ClickZ: Year 2008 as Search Terms

December 31, 2008

For you search engine optimization lovers, navigate to “The Year in Search: A 2008 Review” by Enid burns, ClickZ here. Ms. Burns has gathered the top searches for 2008. The resulting word list provides you with an indication of what will suck traffic to your Web site. It may help if your Web site is about one of the topics in the word list, but I know a couple of Web site wranglers who worry more about spoofing Google, Microsoft, and Yahoo, than about content. Use the list as you will. The Lycos system returned “poker” as the number one search term. If you want to buy a portal and risk your savings, acquire Lycos. None of the terms is surprising because the search terms mirror what’s hot.
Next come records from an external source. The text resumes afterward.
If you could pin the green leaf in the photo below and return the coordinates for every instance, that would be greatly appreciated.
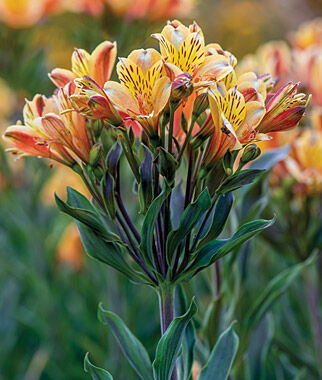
(276, 287)
(170, 343)
(145, 187)
(96, 373)
(131, 347)
(149, 224)
(211, 322)
(189, 338)
(216, 249)
(270, 158)
(221, 357)
(113, 159)
(102, 247)
(238, 180)
(168, 165)
(189, 219)
(79, 207)
(221, 214)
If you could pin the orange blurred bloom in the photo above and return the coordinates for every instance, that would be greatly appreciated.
(150, 9)
(49, 131)
(70, 250)
(98, 65)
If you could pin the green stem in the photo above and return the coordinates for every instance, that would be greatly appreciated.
(166, 305)
(130, 156)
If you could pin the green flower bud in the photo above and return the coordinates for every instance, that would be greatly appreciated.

Web search is different from enterprise search in many ways, but I have yet to see Louis Vuitton or Clay Aiken in the enterprise search logs I have had the opportunity to review.

Stephen Arnold, December 31, 2008

Cruel to Cuil

December 30, 2008

TechCruch pushed the boulder off the hill, and now the avalanche is crashing down on Cuil. I wrote about this service when it first rolled out. You can read that article here. You can find CNet’s take on the failure of Cuil here. Matt Asay’s “Breaking the Google Habit” summarizes the Web search traffic chasm between the GOOG and every other Web search service. Keep in mind that the Google is not doing as well in China, India, Russia, and a couple of other places. But for most of the US of A, search means Google. (When I make this statement in my public lectures, I get entitlement children and trophy crazed 20 somethings chewing on my ankle. Folks, I am just reporting data, not imagining them. What do you call a 65 to 70 percent market share in Web search and nearly 26,000 Google Search Appliances and nearly complete saturation of US government mapping activities with Google Maps?) Mr. Asay picks up the theme of search as a habit. I have mentioned this characteristic of online once or twice in the last 30 years, but it’s a novel idea for CNet. The point is that Cuil started strong and ended up sucking air behind such stars as Ask.com and AOL.com. For me, the most important comment in Mr. Asay’s write up was:

..for competitors looking to kick the Google search habit, you can’t take the Cuil route and compete on search. It just won’t matter if you’re better. You need to create a different, compelling habit.

Wait a minute. I need to get out my acid free paper and archival ink. I want to write that down. I bet the Cuil venture fund check writers would prefer to capture their thoughts with branding irons on Cuil flesh.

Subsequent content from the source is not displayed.